How to Experience the Original Today
If you want to understand why this show changed theater forever, don't just watch the clips.
- Listen to the 1957 Original Broadway Cast Recording: The tempo is faster. It’s more jagged. Larry Kert’s "Something’s Coming" has a nervous energy that Richard Beymer or Ansel Elgort can't quite replicate.
- Read the Libretto: Arthur Laurents’ dialogue is stylized "street talk" that he invented so it wouldn't go out of style. He avoided real fifties slang so it wouldn't sound dated. It’s poetic and rhythmic.
- Study the Choreography Notes: If you can find the Robbins "Symphonic Dances" notations, do it. Every finger snap is a beat.
The west side story original wasn't trying to be a pretty movie. It was a scream against the urban decay of the 1950s. It was messy, it was loud, and honestly, it was a bit dangerous.
Real Insights for the Modern Fan
If you're digging into the history, check out the Library of Congress archives for Leonard Bernstein’s sketches.

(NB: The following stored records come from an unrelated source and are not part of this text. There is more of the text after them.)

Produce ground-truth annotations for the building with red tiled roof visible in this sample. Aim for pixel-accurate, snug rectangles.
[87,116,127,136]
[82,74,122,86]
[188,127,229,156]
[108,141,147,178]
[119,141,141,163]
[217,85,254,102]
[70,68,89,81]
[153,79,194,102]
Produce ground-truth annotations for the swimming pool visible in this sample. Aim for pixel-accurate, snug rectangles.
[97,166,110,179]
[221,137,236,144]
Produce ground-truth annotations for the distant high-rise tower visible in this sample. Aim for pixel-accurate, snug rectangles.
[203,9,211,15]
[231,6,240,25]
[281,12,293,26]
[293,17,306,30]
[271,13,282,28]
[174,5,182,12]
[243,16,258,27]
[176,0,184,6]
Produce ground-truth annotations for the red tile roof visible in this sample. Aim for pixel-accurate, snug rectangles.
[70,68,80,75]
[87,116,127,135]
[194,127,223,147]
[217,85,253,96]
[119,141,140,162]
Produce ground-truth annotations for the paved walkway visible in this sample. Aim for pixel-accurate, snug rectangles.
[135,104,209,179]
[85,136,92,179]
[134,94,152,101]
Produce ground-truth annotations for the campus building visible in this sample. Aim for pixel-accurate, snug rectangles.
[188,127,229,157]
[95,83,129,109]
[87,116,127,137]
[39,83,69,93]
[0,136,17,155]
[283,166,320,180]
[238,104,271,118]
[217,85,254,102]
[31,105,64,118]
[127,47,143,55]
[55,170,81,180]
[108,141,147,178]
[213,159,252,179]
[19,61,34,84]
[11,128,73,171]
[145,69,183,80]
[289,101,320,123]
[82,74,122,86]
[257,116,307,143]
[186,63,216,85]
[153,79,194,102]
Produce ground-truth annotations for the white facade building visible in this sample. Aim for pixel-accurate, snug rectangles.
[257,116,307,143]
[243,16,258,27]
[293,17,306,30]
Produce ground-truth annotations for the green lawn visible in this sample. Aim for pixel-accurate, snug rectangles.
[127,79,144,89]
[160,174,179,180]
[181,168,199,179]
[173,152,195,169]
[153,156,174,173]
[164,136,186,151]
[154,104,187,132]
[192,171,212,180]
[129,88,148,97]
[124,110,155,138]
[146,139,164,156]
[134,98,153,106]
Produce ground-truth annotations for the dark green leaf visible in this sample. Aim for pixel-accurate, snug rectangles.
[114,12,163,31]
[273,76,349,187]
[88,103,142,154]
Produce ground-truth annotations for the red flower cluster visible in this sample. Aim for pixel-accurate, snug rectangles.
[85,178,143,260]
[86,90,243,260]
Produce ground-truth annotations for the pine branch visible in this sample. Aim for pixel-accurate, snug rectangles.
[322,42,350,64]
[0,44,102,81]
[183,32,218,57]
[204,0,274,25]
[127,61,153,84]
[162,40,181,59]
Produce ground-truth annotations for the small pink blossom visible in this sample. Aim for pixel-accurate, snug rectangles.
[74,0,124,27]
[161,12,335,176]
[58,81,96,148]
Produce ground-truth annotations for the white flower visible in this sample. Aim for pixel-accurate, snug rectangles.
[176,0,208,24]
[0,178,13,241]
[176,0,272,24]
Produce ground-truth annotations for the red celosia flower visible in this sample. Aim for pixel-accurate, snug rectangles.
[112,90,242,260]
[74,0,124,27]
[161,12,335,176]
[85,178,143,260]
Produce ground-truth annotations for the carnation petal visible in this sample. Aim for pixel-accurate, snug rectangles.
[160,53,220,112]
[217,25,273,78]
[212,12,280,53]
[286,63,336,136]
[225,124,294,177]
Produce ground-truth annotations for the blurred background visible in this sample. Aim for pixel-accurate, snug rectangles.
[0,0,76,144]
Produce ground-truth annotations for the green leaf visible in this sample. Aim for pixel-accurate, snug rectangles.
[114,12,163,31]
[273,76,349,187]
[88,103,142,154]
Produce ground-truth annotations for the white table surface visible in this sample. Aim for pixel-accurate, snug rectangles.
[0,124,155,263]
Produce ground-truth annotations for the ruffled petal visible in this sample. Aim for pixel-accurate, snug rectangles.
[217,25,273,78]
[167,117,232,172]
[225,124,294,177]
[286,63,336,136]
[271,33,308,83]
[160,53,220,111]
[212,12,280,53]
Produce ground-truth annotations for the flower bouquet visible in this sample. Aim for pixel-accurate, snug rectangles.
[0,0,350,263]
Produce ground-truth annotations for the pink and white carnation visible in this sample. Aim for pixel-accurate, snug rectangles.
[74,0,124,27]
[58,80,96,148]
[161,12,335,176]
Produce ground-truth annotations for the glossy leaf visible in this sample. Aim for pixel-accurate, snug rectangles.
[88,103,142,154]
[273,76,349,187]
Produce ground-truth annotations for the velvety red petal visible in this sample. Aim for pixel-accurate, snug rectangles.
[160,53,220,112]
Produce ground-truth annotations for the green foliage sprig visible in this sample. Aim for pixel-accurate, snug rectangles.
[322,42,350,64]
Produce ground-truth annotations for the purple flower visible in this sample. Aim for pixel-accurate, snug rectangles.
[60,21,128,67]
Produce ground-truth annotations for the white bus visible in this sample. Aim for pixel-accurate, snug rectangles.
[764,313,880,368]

You can see where he crossed out melodies that were "too pretty" and replaced them with dissonant notes. He wanted the audience to feel uncomfortable.
The best way to respect the legacy is to acknowledge both its genius and its flaws. It paved the way for Hamilton, for In the Heights, and for every "concept musical" that followed. It proved that the "musical" could be a serious art form capable of tackling racism, police brutality, and the failure of the American Dream.

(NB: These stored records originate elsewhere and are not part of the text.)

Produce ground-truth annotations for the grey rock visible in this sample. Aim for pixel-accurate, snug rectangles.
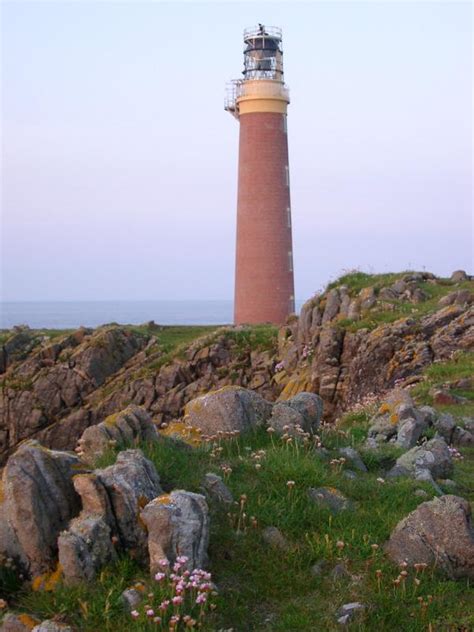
[262,527,289,551]
[0,440,84,575]
[463,417,474,434]
[58,515,117,585]
[418,406,438,426]
[451,270,469,283]
[140,490,209,574]
[339,447,367,472]
[342,470,357,481]
[385,495,474,579]
[285,392,323,432]
[121,588,143,610]
[202,472,234,505]
[438,478,458,489]
[31,620,73,632]
[74,450,163,559]
[414,489,429,498]
[394,437,453,478]
[78,406,160,461]
[308,487,353,514]
[452,426,474,446]
[0,612,39,632]
[268,402,305,436]
[322,288,341,325]
[359,287,377,309]
[367,413,398,446]
[413,468,443,495]
[433,413,456,443]
[396,417,428,449]
[310,560,328,577]
[184,386,272,436]
[329,563,350,581]
[336,601,365,625]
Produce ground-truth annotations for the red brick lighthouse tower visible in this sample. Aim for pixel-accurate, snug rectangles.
[225,24,294,324]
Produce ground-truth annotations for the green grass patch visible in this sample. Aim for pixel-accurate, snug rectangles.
[8,424,474,632]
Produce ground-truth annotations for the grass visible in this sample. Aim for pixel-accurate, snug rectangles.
[411,351,474,419]
[221,325,278,352]
[337,273,474,332]
[326,270,412,295]
[5,424,474,632]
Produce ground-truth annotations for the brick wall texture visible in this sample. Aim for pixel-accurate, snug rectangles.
[234,112,294,324]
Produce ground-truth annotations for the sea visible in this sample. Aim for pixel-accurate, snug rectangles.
[0,300,301,329]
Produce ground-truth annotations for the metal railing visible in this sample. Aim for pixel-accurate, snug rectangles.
[224,79,290,112]
[244,24,282,41]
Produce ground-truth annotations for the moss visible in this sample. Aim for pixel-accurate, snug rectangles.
[31,562,63,592]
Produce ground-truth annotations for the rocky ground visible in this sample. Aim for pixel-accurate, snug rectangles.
[0,272,474,632]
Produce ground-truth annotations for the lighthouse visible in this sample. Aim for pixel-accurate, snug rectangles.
[225,24,295,324]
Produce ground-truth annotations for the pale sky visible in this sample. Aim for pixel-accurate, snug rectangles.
[1,0,473,300]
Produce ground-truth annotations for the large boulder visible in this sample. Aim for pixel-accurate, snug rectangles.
[58,515,116,584]
[386,495,474,579]
[202,472,234,505]
[184,386,272,436]
[0,440,84,575]
[269,392,323,433]
[390,437,453,478]
[74,450,163,559]
[0,612,39,632]
[77,405,159,461]
[140,490,209,574]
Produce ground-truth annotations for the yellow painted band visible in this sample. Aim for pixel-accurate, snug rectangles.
[238,97,288,116]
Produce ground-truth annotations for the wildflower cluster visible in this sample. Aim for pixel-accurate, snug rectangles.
[301,344,314,360]
[275,360,285,373]
[329,456,346,472]
[130,555,216,632]
[227,494,258,534]
[250,450,267,470]
[448,446,464,461]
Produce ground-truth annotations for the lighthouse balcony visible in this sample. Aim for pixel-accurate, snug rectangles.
[224,79,290,118]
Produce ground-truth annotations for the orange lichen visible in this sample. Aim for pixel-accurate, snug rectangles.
[31,563,63,592]
[278,369,312,401]
[156,494,171,505]
[158,421,202,446]
[18,613,41,630]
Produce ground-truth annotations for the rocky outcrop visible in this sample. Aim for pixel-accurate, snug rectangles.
[0,327,146,456]
[74,450,163,559]
[0,441,84,575]
[308,487,353,514]
[0,326,280,463]
[202,472,234,505]
[268,393,323,434]
[76,406,160,461]
[140,490,209,574]
[184,386,272,436]
[276,273,474,422]
[389,437,453,479]
[386,495,474,579]
[58,516,117,584]
[0,273,474,462]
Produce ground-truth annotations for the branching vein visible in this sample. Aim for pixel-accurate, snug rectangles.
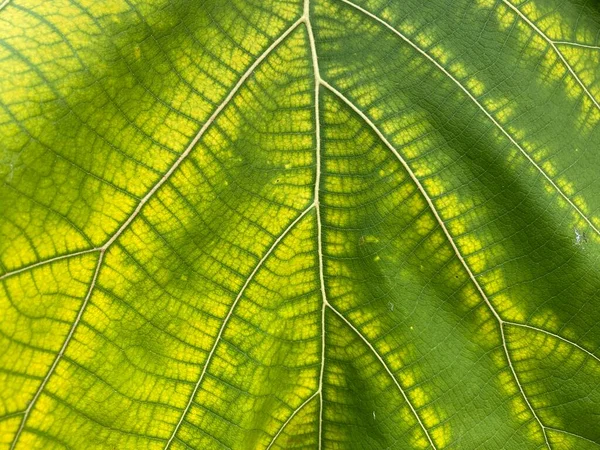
[9,19,310,450]
[340,0,600,236]
[165,204,314,449]
[322,81,550,448]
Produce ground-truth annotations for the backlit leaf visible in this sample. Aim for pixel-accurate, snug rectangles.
[0,0,600,450]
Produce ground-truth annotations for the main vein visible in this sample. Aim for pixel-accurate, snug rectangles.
[7,15,308,450]
[323,82,550,448]
[302,0,328,448]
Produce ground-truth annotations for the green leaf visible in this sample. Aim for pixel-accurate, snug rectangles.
[0,0,600,450]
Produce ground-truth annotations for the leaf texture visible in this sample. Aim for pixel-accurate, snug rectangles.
[0,0,600,450]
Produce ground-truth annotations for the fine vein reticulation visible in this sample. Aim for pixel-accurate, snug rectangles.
[0,0,600,450]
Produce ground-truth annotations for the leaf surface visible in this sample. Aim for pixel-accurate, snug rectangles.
[0,0,600,450]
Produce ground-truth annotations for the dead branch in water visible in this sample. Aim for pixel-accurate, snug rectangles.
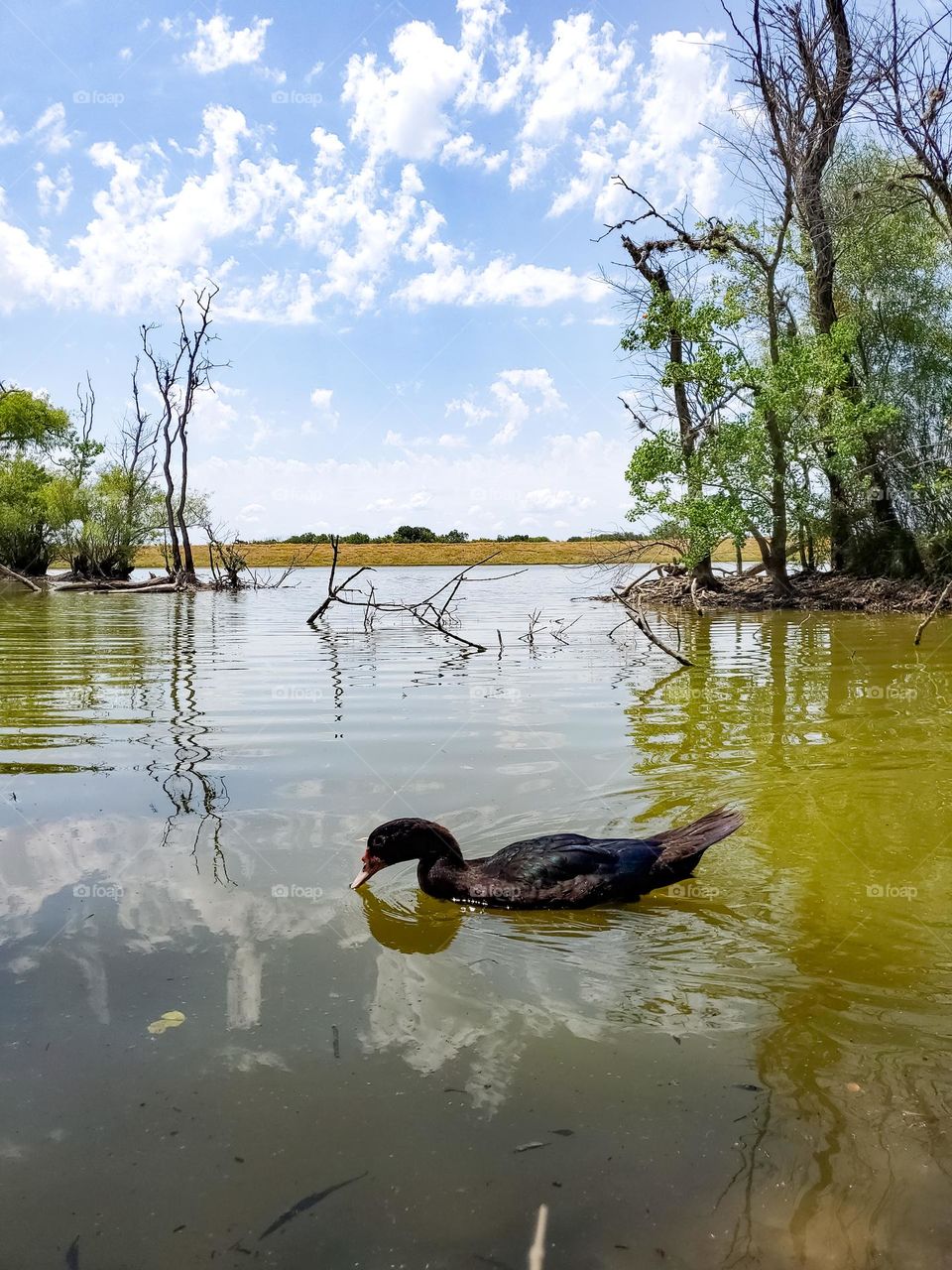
[307,534,369,626]
[526,1204,548,1270]
[612,588,694,666]
[912,581,952,648]
[0,564,44,594]
[307,535,526,653]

Next time you hear that opening whistle, remember it wasn't recorded in a high-tech studio with digital enhancement. It was a man on a stage in 1957, warning the audience that things were about to get ugly.

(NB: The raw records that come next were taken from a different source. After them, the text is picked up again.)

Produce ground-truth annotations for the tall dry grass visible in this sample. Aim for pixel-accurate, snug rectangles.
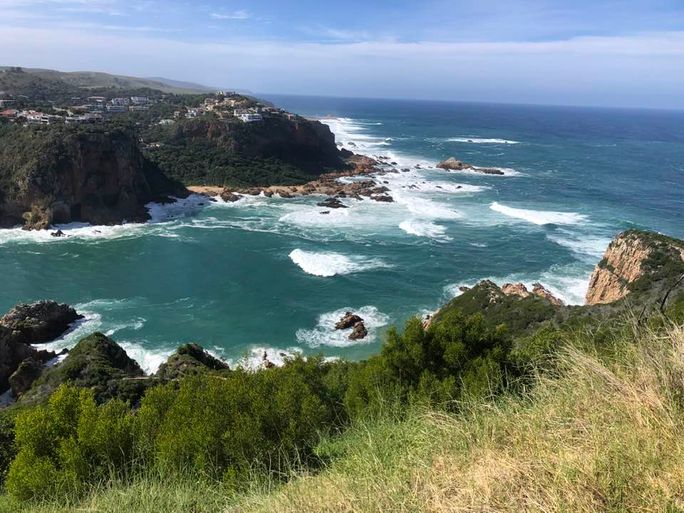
[234,325,684,513]
[5,323,684,513]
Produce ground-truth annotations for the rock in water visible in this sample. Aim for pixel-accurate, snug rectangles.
[316,198,347,208]
[335,312,363,330]
[501,283,530,297]
[0,301,83,344]
[586,230,684,305]
[21,333,145,403]
[0,326,55,393]
[532,282,565,306]
[349,321,368,340]
[156,344,228,379]
[436,157,504,175]
[9,357,43,397]
[220,189,240,203]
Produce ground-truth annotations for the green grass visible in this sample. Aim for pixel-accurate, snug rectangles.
[5,323,684,513]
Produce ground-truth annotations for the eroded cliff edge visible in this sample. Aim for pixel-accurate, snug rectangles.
[0,126,185,229]
[586,230,684,305]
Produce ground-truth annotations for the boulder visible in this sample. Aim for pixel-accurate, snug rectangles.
[21,333,146,403]
[436,157,504,175]
[501,283,530,297]
[349,321,368,340]
[220,189,240,203]
[437,157,471,171]
[317,198,347,208]
[9,356,44,397]
[0,301,83,344]
[532,283,565,306]
[156,344,229,380]
[335,312,363,330]
[0,326,55,393]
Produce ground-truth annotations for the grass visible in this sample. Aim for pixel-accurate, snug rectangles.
[5,324,684,513]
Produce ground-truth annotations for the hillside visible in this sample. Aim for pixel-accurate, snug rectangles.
[0,125,184,229]
[0,66,211,99]
[0,231,684,512]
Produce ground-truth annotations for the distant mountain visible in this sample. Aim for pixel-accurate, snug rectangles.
[147,77,214,93]
[0,66,213,94]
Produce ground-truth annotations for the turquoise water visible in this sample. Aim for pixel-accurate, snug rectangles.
[0,97,684,370]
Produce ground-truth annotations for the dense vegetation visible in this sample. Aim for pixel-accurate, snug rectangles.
[0,268,684,511]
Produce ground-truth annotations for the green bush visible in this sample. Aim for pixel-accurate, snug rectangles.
[6,385,133,500]
[345,309,511,414]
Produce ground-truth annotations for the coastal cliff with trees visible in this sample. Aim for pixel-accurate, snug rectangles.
[0,68,351,229]
[0,230,684,512]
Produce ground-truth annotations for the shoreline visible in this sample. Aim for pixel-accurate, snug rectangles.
[187,155,400,204]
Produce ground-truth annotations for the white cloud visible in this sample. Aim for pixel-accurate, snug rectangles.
[210,9,250,20]
[0,26,684,108]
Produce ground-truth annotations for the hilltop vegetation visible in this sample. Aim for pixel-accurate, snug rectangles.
[0,234,684,512]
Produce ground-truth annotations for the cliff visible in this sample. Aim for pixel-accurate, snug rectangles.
[0,126,184,229]
[586,230,684,305]
[143,114,346,187]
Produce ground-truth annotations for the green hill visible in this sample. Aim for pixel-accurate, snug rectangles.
[0,66,212,99]
[0,231,684,513]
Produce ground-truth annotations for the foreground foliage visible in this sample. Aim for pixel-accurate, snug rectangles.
[0,322,684,513]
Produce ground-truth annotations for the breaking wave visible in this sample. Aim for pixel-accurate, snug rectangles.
[447,137,520,144]
[289,249,390,277]
[489,201,588,225]
[296,306,390,348]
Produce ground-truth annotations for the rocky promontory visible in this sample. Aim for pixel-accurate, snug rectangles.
[0,125,185,229]
[586,230,684,305]
[435,157,505,175]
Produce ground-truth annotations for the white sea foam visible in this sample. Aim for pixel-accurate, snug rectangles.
[296,306,390,348]
[447,137,520,144]
[227,346,302,371]
[399,219,451,240]
[117,341,175,374]
[290,249,389,277]
[546,229,611,262]
[489,201,588,225]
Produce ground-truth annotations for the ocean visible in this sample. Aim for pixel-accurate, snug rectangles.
[0,96,684,372]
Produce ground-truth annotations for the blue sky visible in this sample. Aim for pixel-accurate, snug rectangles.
[0,0,684,108]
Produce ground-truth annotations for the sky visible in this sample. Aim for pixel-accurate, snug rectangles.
[0,0,684,109]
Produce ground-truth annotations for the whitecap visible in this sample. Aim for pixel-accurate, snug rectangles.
[489,201,588,225]
[227,346,302,371]
[399,219,451,240]
[447,137,520,144]
[296,306,390,348]
[289,248,389,277]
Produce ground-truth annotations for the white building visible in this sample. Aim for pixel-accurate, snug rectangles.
[233,109,264,123]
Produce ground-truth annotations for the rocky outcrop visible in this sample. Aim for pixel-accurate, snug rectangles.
[349,321,368,340]
[335,312,363,330]
[316,198,347,208]
[146,113,347,187]
[21,333,144,402]
[532,282,565,306]
[9,357,44,397]
[0,126,184,229]
[156,344,229,380]
[586,230,684,305]
[0,301,82,395]
[501,282,564,306]
[436,157,504,175]
[0,301,83,344]
[335,312,368,340]
[0,326,56,393]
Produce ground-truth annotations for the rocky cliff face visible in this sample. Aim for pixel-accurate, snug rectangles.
[586,230,684,305]
[144,116,348,187]
[0,127,183,229]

Next Steps for the Deep Researcher
Go to the New York Public Library for the Performing Arts at Lincoln Center. They hold the Jerome Robbins papers. You can see his original rehearsal notes where he literally mapped out the "territory" of the stage for the Jets and the Sharks. It’s the closest you’ll get to the raw, unedited heartbeat of the production that changed everything.